Pipeleak is a tool designed to scan CI/CD logs and artifacts for secrets.
It supports the following platforms:
- GitLab
- GitHub
- BitBucket
To begin using Pipeleak, download the latest binary from the Releases page.
Run the following command to scan your e.g. GitLab instance:
pipeleak gl scan --token glpat-xxxxxxxxxxx --gitlab https://gitlab.com
In addition to logs, Pipeleak can also scan artifacts generated by your pipelines.
Note: Scanning artifacts uses a lot of memory!
pipeleak gl scan --token glpat-xxxxxxxxxxx --gitlab https://gitlab.com -a
The following confidence levels for scans are used by default:
low
medium
high
high-verified
these are validated by the corresponding TruffleHog validator.
However if you want to add custom ones, you can define any value in the rules.yml
file
To scan only for a specific level, you can specify it via CLI flag e.g --confidence=high,medium
. Define multiple by comma separating the values.
Note: high-verified
cannot be removed, but verification can be disabled using --truffleHogVerification=false
.
When you run Pipeleak for the first time, it generates a rules.yml
file based on this repository. You can customize your scan rules by modifying this file as needed.
In the scan
mode you can change interactively between log levels by pressing t
: Trace, d
: Debug, i
: Info, w
: Warn, e
: Error. Pressing s
will output the current queue status.
Dotenv artifacts are not accessible through the GitLab API. To scan these, you need to manually provide your session cookie after logging in via a web browser. The session cookie name is _gitlab_session
. The cookie should be valid for two weeks.

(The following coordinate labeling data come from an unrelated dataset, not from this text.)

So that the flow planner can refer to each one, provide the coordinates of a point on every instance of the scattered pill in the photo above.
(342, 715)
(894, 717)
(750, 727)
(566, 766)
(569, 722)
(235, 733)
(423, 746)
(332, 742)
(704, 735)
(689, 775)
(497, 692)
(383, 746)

pipeleak gl scan --token glpat-xxxxxxxxxxx --gitlab https://gitlab.com -v -a -c [value-of-valid-_gitlab_session]
As the scanner processes a lot of resoures (especially when using --artifacts
) memory, CPU and disk usage can become hard to manage.
You can tweak --threads
, --max-artifact-size
and --job-limit
to obtain a customized performance and achieve stable processing.
shodan
command: use the Shodan command to identify gitlab instances that might allow for anyone to register. this command assumes a JSON file from a Shodan export. example query: product:"GitLab Self-Managed"
runners
command: Identify (shared) runners which are available globally or through a group where the user has at least developer access. Create projects with a default exploitation .gitlab-ci.yml
file.
register
command: Best effort automation to register a new user on an instance.
vuln
command: Check the installed version for CVEs in the NIST Vulnerability database
variables
command: Enumerate configured project/group/instance variables
secureFiles
command: Enumerate secure files
enum
command: Enumerate user permissions and accesss
Setting an HTTP proxy is possible by setting the environment variable HTTP_PROXY
e.g. to route through Burp:
HTTP_PROXY=http://127.0.0.1:8080 pipeleak gl scan --token glpat-xxxxxxxxxxx --gitlab https://gitlab.com
Scan owned repositories including their artifacts
pipeleak gh scan --token github_pat_xxxxxxxxxxx --artifacts --owned
Scan repositories of an organization
pipeleak gh scan --token github_pat_xxxxxxxxxxx --artifacts --maxWorkflows 10 --org apache
Scan public repositories
pipeleak gh scan --token github_pat_xxxxxxxxxxx --artifacts --maxWorkflows 10 --public
Scan by search term
pipeleak gh scan --token github_pat_xxxxxxxxxxx --artifacts --maxWorkflows 10 --search iac
Scan repositories of a user
pipeleak gh scan --token github_pat_xxxxxxxxxxx --artifacts --user firefart
BitBucket does not offer a public API for artifacts. Only artifacts that were uploaded to the Downloads section can be scanned.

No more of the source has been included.